Finally a branch operation may be required. Because the ARM can branch in numerous ways it is necessary to allow the ALU result to reach the branch output latch. However the majority of branches are caused by explicit branch instructions which – to reduce branch latency – are evaluated earlier in the decode stage and thus are available as soon as the condition check is complete. Note that the latch on the branch output (figures 1 & 4) is essential; the branch target may not be accepted immediately by the prefetch unit and instructions in the branch shadow must keep flowing (and be discarded) to ensure that the pipeline does not dead-lock.

# 6: Data interface

The data interface (figure 6) is responsible for despatching memory transfers and, as noted in section 4.2, operates semi-autonomously. As it is located on a separate pipeline from the execution unit it receives its own 'instructions' irrespective of whether the instruction should be executed or not. Notice of whether an instruction is to be abandoned (for example due to a condition code failure) or continued is received from the execution unit along with the address. Reorder buffer space has already been allocated for this operation so it cannot simply be thrown away, but it is clearly inefficient to pass this packet through the whole memory system to no avail. Instead a decision can be made to route the packet directly back to the reorder buffer, bypassing the data memory stage. This is possible because the reorder buffer accepts inputs in any order (naturally!) and is inexpensive because this channel carries no data. Any potential dependencies on 'failed' memory operations can then be resolved much earlier than would otherwise be possible and – of course – there is a power saving in preventing unwanted memory operations.



Figure 7: Reorder buffer organisation

# 7: Reorder buffer & register writeback

#### 7.1: The reorder buffer

The reorder buffer was already referred to in section 4.1. A reorder buffer [13] implements a form of register renaming. Data packets carry their own destination position within the buffer and are thus sorted into order; the reorder buffer is emptied, in order, to the register bank, thus ensuring that any permanent state changes happen in instruction issue order. The advantage is that a result may be forwarded from this buffer even if it is uncertain that the instruction which created it should have been permitted to complete.

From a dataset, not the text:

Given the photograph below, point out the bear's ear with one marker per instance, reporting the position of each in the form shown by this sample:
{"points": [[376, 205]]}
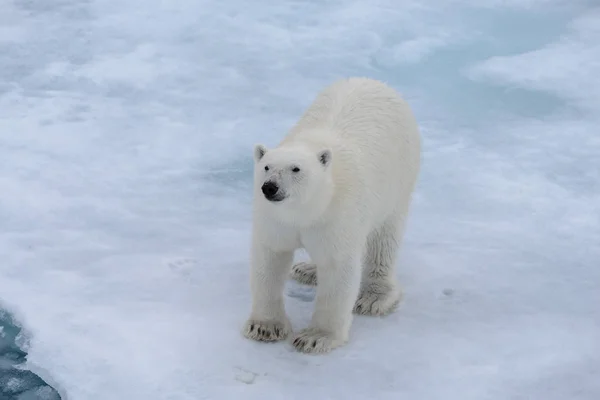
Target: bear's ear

Reorder buffers have been used in synchronous systems for some time. However it is believed that this is the first asynchronous implementation (figure 7) [14, 15]. The difficulty arises because several asynchronous processes are interacting here:

- There are three processes which can write to the buffer (ALU, memory and memory skip - when a load or store fails its condition check). As these cannot write to the same location at the same time it is adequate to ensure that they merely have their own write ports. The 'write port' in the case of a memory skip is very primitive, as no data is carried;
- there is a single writeback process (section 7.2) which reads the values out, in order, to the register file;
- the forwarding processes need access to data in the reorder buffer at arbitrary times. The key point here is to observe that the register writeback process does not destroy or invalidate the contents of any reorder buffer location only the arrival of a new result does that. It is therefore possible to forward data before, during or after their transfer to the register file.

The reorder buffer also allows speculation beyond memory aborts (e.g. caused by page faults). The processor is

able to continue speculative execution (subject to register dependencies) without committing to a definitive state change. If an abort does occur the contents of the reorder buffer can be discarded and the register bank state preserved at a coherent point in the program execution.

A final complication of the reorder buffer is due to the conditional nature of all ARM instructions. When an instruction is issued it is allocated a reorder buffer slot. If it is not executed because it fails its condition test it must still fill this slot (i.e. mark it as invalid). This means that the reorder buffer must be searched for each register read and the latest *valid* data read, if any are present. This is implemented using a simple, asynchronous chained search and imposes a data-dependent delay; of course, this presents no problems to the rest of the system.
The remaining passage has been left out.